Cases were enrolled and necropsied between 2012 and 2020. In total 14 dogs were included in the study, ten in the OS + /Met- group, two in the OS + /Met + group and two in the OS−/Met− group (see Tables 1 and 2). OS + cases were confirmed based on clinical signs, diagnostic imaging, and histopathologic examination after H&E staining. The mean age was 5.6 years (median six years, range 1–11 years). There were eight (57%) male and six (43%) female dogs. The mean time from clinical presentation to euthanasia due to OS was 33 days (median 9.5 days, range 1–155 days). No neoplastic disease other than OS was found at necropsy in any of the dogs. The only significant pathological changes in the lungs were the macroscopic metastases seen in the two OS + /Met + dogs (Fig. 1a) and microscopic metastases (Fig. 1b) and suspected micrometastases (Fig. 1c) in some of the OS + /Met- dogs.

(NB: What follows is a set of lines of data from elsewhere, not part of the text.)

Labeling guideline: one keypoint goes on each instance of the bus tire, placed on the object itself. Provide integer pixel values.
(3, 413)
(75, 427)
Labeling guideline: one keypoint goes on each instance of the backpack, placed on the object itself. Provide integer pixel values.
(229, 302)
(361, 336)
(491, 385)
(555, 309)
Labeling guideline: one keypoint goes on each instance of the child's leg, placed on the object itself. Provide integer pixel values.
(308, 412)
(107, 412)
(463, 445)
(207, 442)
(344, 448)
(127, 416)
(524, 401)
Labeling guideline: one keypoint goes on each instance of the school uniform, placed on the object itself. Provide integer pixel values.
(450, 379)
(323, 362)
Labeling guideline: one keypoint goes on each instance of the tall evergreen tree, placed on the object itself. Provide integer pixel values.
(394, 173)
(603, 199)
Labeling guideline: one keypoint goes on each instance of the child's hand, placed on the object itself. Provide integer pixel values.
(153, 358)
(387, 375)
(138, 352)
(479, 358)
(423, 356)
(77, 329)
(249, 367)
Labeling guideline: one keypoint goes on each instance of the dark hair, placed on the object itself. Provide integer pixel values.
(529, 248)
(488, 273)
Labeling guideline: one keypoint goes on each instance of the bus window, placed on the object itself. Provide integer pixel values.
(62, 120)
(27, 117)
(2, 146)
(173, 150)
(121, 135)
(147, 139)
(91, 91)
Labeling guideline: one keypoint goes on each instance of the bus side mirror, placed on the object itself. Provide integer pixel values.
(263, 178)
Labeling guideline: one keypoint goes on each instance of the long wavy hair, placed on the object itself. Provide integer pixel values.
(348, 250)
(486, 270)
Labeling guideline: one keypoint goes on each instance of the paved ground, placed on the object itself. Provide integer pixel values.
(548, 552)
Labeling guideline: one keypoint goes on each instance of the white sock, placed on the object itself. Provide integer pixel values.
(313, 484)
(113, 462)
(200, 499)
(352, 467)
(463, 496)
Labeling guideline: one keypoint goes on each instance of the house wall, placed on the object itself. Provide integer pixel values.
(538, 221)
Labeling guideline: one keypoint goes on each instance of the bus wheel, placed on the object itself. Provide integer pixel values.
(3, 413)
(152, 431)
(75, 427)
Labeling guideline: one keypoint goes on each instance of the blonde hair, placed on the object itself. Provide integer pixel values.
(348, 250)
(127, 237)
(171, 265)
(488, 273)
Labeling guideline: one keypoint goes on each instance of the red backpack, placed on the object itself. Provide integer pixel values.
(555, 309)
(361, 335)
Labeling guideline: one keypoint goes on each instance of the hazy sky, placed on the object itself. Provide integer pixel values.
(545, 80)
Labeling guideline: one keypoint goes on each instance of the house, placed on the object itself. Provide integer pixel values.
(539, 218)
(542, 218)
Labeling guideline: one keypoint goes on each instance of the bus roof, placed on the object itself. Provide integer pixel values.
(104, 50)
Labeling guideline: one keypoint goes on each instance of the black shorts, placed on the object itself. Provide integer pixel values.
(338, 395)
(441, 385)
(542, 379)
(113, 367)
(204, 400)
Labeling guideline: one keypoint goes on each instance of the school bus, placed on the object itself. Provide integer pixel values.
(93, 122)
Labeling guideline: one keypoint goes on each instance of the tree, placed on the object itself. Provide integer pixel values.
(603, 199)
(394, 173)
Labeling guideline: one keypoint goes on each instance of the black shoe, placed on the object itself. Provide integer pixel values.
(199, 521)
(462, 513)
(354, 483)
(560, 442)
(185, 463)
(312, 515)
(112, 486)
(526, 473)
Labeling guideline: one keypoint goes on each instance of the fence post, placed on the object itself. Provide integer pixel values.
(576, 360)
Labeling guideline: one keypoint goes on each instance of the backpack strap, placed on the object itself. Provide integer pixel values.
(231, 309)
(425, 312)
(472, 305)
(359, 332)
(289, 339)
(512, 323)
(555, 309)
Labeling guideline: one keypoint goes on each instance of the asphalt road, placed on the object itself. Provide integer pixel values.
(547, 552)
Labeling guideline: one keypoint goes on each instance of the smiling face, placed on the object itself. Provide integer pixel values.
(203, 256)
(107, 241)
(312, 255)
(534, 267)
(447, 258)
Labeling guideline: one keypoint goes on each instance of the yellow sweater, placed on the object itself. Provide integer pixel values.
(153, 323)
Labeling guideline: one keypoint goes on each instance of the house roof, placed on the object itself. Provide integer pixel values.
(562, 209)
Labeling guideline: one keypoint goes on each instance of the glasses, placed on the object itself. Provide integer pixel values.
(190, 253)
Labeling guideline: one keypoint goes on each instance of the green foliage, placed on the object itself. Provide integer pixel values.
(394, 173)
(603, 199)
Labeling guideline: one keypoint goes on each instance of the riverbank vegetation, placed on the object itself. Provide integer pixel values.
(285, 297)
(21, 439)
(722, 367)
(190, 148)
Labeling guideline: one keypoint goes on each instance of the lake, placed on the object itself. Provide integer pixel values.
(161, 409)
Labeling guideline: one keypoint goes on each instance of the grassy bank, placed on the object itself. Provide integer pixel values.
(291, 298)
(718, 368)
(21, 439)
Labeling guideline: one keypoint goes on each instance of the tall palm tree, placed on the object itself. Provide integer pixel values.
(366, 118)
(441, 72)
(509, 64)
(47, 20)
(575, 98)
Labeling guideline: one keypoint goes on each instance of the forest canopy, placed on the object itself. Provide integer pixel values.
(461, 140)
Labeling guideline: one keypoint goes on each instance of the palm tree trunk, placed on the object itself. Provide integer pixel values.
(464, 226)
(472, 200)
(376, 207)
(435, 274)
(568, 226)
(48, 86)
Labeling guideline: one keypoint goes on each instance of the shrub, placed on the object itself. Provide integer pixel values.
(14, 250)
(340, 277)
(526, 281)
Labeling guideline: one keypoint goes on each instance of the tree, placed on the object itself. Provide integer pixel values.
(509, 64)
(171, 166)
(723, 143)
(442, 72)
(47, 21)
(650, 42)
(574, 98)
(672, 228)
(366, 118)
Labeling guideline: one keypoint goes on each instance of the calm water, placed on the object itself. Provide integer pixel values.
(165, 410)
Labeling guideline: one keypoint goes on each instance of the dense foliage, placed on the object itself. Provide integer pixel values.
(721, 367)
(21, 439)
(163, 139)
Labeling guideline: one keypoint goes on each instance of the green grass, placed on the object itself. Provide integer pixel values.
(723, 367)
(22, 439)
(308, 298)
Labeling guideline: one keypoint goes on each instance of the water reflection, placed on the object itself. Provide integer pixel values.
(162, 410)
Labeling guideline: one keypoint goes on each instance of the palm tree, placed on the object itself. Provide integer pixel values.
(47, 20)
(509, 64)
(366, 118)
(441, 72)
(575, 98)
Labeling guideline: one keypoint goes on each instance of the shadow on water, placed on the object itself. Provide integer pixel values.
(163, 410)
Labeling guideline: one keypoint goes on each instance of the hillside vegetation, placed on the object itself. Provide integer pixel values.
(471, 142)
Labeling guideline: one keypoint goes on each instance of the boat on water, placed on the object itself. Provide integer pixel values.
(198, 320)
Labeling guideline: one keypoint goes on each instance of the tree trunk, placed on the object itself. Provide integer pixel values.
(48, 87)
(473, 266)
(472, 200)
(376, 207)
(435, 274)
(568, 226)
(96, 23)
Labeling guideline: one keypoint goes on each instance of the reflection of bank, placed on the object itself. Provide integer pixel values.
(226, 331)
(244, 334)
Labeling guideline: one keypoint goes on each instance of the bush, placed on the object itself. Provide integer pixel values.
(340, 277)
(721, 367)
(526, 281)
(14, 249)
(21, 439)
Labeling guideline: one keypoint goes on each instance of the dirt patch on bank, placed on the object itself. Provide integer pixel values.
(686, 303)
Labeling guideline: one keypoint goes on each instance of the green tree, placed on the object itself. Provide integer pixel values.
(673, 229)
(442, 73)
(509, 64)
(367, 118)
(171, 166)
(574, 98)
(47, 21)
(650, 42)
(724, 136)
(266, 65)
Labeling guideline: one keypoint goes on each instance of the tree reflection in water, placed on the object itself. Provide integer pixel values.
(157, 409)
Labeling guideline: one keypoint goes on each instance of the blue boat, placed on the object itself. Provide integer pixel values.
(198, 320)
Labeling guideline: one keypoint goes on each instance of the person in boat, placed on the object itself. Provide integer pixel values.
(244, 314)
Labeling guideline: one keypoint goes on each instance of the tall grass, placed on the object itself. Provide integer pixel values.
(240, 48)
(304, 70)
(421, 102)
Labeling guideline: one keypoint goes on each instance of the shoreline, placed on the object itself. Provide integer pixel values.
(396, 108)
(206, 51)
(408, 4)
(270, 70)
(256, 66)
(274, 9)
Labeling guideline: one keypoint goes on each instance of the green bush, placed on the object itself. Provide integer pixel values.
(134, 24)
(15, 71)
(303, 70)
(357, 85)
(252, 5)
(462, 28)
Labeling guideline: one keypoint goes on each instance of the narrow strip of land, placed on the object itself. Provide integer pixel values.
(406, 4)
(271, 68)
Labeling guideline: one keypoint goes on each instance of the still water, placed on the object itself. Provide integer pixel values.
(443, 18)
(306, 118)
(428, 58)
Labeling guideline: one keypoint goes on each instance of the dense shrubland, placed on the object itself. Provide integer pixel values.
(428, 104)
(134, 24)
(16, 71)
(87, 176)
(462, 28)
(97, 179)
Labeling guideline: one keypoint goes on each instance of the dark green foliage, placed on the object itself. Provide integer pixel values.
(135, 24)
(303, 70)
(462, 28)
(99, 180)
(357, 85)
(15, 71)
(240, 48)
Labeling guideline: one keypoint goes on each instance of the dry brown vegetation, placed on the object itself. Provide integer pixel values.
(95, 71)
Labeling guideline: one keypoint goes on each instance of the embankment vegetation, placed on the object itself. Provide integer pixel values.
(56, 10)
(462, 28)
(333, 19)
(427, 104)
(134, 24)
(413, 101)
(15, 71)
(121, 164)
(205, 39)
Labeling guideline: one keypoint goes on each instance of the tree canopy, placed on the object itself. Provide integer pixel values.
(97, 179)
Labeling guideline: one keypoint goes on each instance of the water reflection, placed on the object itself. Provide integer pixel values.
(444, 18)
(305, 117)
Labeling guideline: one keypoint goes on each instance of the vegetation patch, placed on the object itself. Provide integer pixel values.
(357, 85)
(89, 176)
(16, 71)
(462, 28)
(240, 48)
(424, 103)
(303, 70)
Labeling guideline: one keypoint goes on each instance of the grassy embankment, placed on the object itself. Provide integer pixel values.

Table 1 Overview of the clinical characteristics, final diagnosis and tumour location for the dogs necropsied with primary appendicular osteosarcoma based on haematoxylin & eosin staining and controls included in the prospective study
Table 2 Overview of the TP-3 immunohistochemical findings for the dogs in Table 1
Fig. 1
figure1

a Section of lung tissue from a dog with osteosarcoma with macroscopic metastases (case 2) showing a macroscopic metastasis (25 × magnification). Section of lung tissue from a dog with osteosarcoma without macroscopic metastases (case 5) showing b a microscopic metastasis lodged within a pulmonary arteriole (100 × magnification), and c a presumed micrometastasis within the alveolar septa (200 × magnification). Formalin-fixed paraffin-embedded tissue, haematoxylin & eosin stain

Pulmonary micrometastases and microscopic metastases

A total of 98 lung samples underwent IHC TP-3 staining and histological evaluation, in addition to the positive and negative controls. Tumour cells throughout all micrometastases and microscopic metastases showed a strong and seemingly cytoplasmatic TP-3 staining, as seen in Fig. 2. Depending on their size, micrometastases were either found lodged within pulmonary arterioles (Fig. 2) or the capillaries of the alveolar septa. In larger metastatic lesions, TP-3 staining varied more. Here, cells in the periphery showed strong staining, while those towards the centre stained only weakly or not at all. Micrometastases were present in two dogs (20%) in the OS + /Met− group (Table 2), whereas we found none in the ten remaining cases (eight in the OS + /Met− and both in the OS + /Met + group) or the OS−/Met− group. Microscopic metastases were present in these same two dogs (Table 2). Micrometastases were found in three (43%) and four (57%) of the seven samples examined for each of the two dogs. The total number of micrometastases in each dog was four and 12, respectively, with a mean of 0.6 (range 0–2) and 1.7 (range 0–6) micrometastases per sample. Microscopic metastases were found in one (14%) and four (57%) of the seven samples in the same two dogs. The total number of microscopic metastases was one and seven, respectively, with a mean of 0.14 (range 0–1) and 1.0 (range 0–3) microscopic metastases per sample. Figure 3 shows the distribution of metastases in each lung lobe. There were four (57%) and two (29%) samples for each of the two dogs with neither microscopic metastases nor micrometastases.

Fig. 2
figure2

a Section of lung tissue from a dog with osteosarcoma without macroscopic metastases (case 9) showing immunolabeling (red staining) with tumour protein-3 (TP-3) of a pulmonary micrometastasis (defined as a cluster of 5–50 TP-3 positive cells). The micrometastasis is lodged within a pulmonary arteriole. b Section of the same tissue as in a, but without TP-3 antibody (negative control). Snap frozen tissue, immunoperoxidase stain, TP-3, AEC chromogen and haematoxylin counterstain, 200 × magnification

Fig. 3
figure3

Distribution and number of micrometastases (cluster of 5–50 TP-3 positive cells) and microscopic metastases (cluster of > 50 TP-3 positive cells) in two dogs with osteosarcoma without macroscopic metastases. a represents case 5 and b represents case 9. Each arrow and box correspond to a specific lung lobe, from the right top side and clockwise: Right cranial lobe, right medial lobe, right caudal lobe, accessory lobe, left caudal lobe, left medial lobe, and left cranial lobe. The solid arrows indicate samples from the peripheral lung tissue, while the dotted arrows indicate samples from the central lung tissue (NE Not examined)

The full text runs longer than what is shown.